Kenneth E. Beatty, Jr., appeals pro se from the tax court's summary judgment permitting the Commissioner of Internal Revenue ("Commissioner") to proceed with an action to collect Beatty's federal income tax liabilities for 1999 and 2000. We have jurisdiction under 26 U.S.C. § 7482(a)(1). We review de novo the tax court's legal conclusions and for clear error its findings of fact. Charlotte's Office Boutique v. Comm'r, 425 F.3d 1203, 1211 (9th Cir. 2005). We review de novo a grant of summary judgment. Miller v. Comm'r, 310 F.3d 640, 642 (9th Cir. 2002). We affirm.

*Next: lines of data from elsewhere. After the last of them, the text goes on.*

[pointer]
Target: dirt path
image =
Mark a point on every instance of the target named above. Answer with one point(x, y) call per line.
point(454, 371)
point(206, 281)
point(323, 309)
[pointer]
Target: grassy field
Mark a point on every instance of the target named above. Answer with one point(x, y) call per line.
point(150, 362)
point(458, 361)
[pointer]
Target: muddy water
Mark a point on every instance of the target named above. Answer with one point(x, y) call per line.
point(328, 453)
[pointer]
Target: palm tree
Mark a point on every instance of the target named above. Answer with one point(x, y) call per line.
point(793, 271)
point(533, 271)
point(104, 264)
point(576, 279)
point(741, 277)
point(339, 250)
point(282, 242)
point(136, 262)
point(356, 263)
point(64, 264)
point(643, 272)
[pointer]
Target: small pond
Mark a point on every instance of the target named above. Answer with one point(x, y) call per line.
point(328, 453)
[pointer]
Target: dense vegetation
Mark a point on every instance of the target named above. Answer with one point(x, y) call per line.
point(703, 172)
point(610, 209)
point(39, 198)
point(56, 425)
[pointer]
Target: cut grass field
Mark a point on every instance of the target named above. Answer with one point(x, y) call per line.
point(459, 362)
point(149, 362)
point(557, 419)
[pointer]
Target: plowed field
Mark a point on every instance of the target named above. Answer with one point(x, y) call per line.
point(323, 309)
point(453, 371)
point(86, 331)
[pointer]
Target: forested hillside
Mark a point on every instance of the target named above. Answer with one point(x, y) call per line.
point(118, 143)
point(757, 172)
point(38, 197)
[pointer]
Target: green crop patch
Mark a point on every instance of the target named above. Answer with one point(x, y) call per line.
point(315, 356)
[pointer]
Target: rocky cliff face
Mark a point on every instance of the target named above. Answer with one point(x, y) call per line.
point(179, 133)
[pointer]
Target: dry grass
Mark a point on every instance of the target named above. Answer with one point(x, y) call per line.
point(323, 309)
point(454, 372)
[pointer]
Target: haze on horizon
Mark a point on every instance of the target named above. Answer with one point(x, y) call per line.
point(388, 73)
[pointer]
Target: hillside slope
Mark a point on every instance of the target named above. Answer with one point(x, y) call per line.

Beatty was precluded from challenging the tax liabilities for 1999 and 2000 because he had disputed his tax liability previously in the tax court. See 26 U.S.C. § 6330(c)(2)(B) (permitting challenge to the underlying tax liability if the taxpayer "did not receive any statutory notice of deficiency for such tax liability or did not otherwise have an opportunity to dispute such tax liability.").
Beatty's contention that he was improperly denied a face-to-face collection due process ("CDP") hearing is unavailing because "[a] CDP hearing may, but is not required to, consist of a face-to-face meeting." 26 C.F.R. § 301.6330-1(d)(2)(A-D6). Further, Beatty failed to respond to requests to provide detailed documentation as to the issues he wished to raise at the hearing and failed to raise a valid challenge to the proposed levy. See 26 C.F.R. § 301.6330-1(d)(2)(A-D7) (stating that a taxpayer who presents relevant, non-frivolous arguments in the CDP hearing request will ordinarily be offered the opportunity for a face-to face conference).
Beatty's remaining contentions, including those regarding the admissibility of supposedly new evidence, are not persuasive.
We reject Beatty's motion for reconsideration of this court's January 23, 2009 order.